Could such a state really vote blue? Yes, say political pundits -- and this may be the year it happens.
While Texas has long been one of the most conservative states in the nation, there's little doubt that it's changing its ways. Texas is growing younger, much more racially diverse and, with the help of the tech bubble and other economic changes, it's drawing more liberals into the state than ever before.
That changing demographic has resulted in what could be referred to as "peak Republican syndrome," the idea that the state hit its high point in GOP enthusiasm and will start to decrease as time passes. As Mary Beth Rogers wrote in Salon in early 2016:
The first indication of the potential shift here is that Republicans have finally reached their peak voting strength. They can't win more white votes than the 75 percent they got in the 2014 governor's race against the ill-fated Wendy Davis campaign. The percentage of eligible white voters among the Texas electorate is declining. With that decline we are beginning to see a drop in Republican vote margins in areas of their greatest strength – the seven big suburbs that surround Dallas, Houston, San Antonio and Austin. One of those once-reliable Republican suburbs outside of Houston has already moved into swing vote territory. Others will follow because Texas suburbs are no longer the sole domains of white voters. Over the past decade, an influx of African-American, Hispanic, and Asian homeowners has moved into Texas suburbs to create increasingly diverse communities. With the organic growth of traditional Democratic voters among African-Americans and Latinos who live in the cities, plus the in-migration of culturally progressive millennials who are flocking to Austin and Dallas, Republican dominance will soon diminish.
It's been two years since Rogers predicted Texas hit peak Republican, and one year into the Trump administration -- something no one could have seriously predicted in January of 2016 -- and if anything, that well may have accelerated Texas's GOP support.
President Trump's aggressive push to end DACA and send DREAMers back to their countries of origin, his continuous drumbeat for a wall between the US and Mexico and now his obsessive opposition to policies that help immigrants bring family members legally into the US have pressured Hispanics -- who may have embraced other GOP values, like religious liberty -- to abandon a party determined to harm them and their community.
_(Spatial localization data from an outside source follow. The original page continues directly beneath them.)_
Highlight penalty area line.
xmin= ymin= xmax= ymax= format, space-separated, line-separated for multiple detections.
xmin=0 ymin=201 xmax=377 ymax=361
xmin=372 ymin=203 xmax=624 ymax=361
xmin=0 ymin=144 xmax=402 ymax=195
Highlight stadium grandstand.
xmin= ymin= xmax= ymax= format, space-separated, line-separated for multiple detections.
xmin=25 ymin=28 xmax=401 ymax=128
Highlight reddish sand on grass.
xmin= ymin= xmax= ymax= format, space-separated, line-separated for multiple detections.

In April, the the Washington Post reported:
The Texas Lyceum Poll found: "Texans believe that immigration is the number one issue facing the state and the nation, but a plurality of Texas adults (62 percent) also say that immigration helps the US more than it hurts. The younger the respondent, the more positively they view immigration. Moreover, 'Most Texas adults continue to oppose (61 percent) President Donald Trump's proposal to build a wall on the US- Mexico border, and most don't want him to deport millions of undocumented immigrants. Many support traditional immigration reform proposals, even a pathway to citizenship if significant restrictions are put in place." Remarkably, 63 percent support "allowing illegal immigrants living in the US the opportunity to become citizens after a long waiting period if they pay taxes and a penalty, pass a criminal background check, and learn English." Even on the hot-button issues of "sanctuary cities,; voters are split (45 percent approve, 49 percent do not) on whether local officials must 'automatically turn [someone here illegally] over to federal immigration enforcement officers."
Meanwhile, it's likely that, due in part to the new tax package passed by Congress, Texas could get bluer even faster.
According to Will Wilkenson in the New York Times, the impact of the new tax code on high tax, blue states like California and New York could drive more younger voters to relocate to red states like Texas, where taxes, cost of living and housing costs are lower. Bring enough millennials into the state, and it could be voting Democrat faster than you ever thought possible.
These shifts will certainly be on display this November, when Democratic Congressman Beto O'Rourke takes on Republican Senator and Tea Party champion Ted Cruz. Democrats haven't won a Senate race in Texas since 1988, but this year there's a referendum on an unpopular president and a highly partisan Republican-controlled Congress. Add to that the fact that Democrats are challenging Republicans in every one of the state's 36 congressional districts, and that opens up the best chance for Democratic turnout in decades.
Is Texas finally ready to turn blue? We'll all be waiting to find out in November.